Evaluation of the clinical and histological features of paratracheal and hilar gland enlargement

Abstract
Summary: Sixty-nine patients with a chest radiograph showing enlargement of the hilar and/or paratracheal lymph nodes were analysed. Ten of these, mainly Asian, were found to be suffering from tuberculosis. Of the remaining fifty-nine, who had sarcoidosis, 12% were tuberculin-positive. All the cases diagnosed as sarcoidosis had either a positive Kveim test and/or mediastinal lymph node histology compatible with sarcoidosis. 10% of cases with sarcoidosis showed evidence of uveitis and 10% showed bone cysts and there was also a high proportion of other extrathoracic lesions. From these studies we conclude that, whilst the currently accepted radiological staging of sarcoidosis serves as a convenient form of reference, these stages do not in any way relate to the clinical stage of disease, or to the histological appearance of affected lymph node tissue.
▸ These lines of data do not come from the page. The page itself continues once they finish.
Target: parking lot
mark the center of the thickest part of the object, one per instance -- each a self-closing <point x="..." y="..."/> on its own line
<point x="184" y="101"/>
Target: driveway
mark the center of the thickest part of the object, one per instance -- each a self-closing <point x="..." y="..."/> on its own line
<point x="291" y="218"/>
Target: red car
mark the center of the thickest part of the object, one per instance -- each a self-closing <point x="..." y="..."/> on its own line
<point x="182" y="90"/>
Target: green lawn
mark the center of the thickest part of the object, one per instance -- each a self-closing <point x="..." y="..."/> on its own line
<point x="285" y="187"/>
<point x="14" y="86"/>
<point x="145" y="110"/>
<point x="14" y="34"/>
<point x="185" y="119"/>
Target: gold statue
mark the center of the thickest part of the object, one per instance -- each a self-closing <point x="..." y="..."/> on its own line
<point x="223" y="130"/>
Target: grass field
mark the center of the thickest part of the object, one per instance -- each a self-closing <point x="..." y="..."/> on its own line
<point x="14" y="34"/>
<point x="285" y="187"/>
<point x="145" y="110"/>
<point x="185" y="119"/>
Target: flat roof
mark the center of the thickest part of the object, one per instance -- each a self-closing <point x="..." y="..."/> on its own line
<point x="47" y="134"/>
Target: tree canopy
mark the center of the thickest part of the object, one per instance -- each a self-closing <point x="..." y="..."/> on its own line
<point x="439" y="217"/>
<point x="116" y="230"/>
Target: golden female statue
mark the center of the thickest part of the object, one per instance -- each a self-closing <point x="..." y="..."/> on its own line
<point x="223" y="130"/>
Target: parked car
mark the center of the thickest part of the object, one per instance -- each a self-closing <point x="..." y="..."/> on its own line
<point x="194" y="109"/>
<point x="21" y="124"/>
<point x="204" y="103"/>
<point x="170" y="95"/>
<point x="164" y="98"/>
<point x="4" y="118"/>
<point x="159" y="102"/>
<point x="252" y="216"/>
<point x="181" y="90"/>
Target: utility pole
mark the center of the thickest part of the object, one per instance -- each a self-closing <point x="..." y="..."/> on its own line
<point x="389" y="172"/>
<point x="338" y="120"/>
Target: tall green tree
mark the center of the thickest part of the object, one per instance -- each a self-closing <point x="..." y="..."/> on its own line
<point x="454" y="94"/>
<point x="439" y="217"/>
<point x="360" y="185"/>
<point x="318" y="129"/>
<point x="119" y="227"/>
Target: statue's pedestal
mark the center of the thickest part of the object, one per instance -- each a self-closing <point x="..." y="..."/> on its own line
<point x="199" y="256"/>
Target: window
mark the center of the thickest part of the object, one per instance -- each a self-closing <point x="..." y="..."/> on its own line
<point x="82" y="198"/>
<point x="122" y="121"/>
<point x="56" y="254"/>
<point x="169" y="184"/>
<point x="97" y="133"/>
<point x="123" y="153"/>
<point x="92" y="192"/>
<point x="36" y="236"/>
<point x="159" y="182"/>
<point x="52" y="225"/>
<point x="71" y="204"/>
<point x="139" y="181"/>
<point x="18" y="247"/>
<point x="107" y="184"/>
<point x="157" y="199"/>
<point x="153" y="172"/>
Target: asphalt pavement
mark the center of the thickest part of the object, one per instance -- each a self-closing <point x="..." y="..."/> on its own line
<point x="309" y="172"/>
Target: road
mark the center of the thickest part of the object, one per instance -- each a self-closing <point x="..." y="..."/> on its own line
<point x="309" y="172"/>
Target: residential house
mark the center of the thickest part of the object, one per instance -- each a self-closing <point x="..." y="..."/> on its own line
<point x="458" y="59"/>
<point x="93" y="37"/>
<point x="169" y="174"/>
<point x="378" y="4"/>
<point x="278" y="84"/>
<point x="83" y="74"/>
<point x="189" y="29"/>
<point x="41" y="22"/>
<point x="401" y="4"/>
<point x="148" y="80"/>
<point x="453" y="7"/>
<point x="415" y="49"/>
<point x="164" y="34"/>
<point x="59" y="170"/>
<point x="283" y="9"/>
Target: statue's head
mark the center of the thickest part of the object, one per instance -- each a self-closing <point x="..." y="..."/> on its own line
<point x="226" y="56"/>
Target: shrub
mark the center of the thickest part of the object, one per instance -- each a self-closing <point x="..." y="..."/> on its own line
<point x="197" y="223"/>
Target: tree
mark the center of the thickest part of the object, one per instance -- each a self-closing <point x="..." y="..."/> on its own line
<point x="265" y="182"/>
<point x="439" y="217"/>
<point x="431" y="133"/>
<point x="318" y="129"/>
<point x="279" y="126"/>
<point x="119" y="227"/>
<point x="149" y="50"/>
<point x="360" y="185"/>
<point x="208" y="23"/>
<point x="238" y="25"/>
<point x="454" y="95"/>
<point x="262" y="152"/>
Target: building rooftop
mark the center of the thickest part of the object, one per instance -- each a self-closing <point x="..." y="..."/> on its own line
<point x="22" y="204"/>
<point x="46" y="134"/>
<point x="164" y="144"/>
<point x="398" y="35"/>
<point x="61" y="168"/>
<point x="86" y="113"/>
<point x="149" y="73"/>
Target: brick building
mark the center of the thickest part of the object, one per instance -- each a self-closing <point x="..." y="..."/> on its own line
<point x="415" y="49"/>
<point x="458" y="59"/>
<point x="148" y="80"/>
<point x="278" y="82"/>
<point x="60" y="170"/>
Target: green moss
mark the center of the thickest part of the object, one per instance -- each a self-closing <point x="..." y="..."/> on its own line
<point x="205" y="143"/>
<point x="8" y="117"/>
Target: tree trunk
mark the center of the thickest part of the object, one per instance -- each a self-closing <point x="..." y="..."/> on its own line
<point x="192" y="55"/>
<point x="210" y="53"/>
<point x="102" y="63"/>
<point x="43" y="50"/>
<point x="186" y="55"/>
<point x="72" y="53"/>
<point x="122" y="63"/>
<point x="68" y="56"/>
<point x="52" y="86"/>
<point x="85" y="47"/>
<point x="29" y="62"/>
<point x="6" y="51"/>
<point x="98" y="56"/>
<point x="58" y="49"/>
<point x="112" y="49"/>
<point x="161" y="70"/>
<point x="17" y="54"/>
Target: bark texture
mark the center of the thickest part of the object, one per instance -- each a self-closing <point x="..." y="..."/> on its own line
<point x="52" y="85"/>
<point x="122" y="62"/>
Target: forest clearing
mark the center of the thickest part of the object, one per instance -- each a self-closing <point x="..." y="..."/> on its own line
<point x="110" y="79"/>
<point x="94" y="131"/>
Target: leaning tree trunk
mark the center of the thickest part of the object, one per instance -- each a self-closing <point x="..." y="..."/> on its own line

There is a correlation between a strongly positive Kveim test of three or more granulomas and mediastinal lymph nodes showing confluent granulomata (predominantly of the epithelioid cell-type) with fibrosis. The presence of intra- or peri-granulomatous fibrosis, or even gross diffuse fibrosis, does not seem in itself to be related to the nature of onset, clinical or accepted radiological staging of disease. However the mediastinal lymph nodes in patients with erythema nodosum were predominantly of giant cell-type; these patients were also Kveim-positive. Similar instances of giant cell predominance in the mediastinal lymph nodes were seen in each of the groups examined. Further studies are required to determine whether these cellular characteristics, or other histological features in the mediastinal lymph nodes, might be of prognostic significance.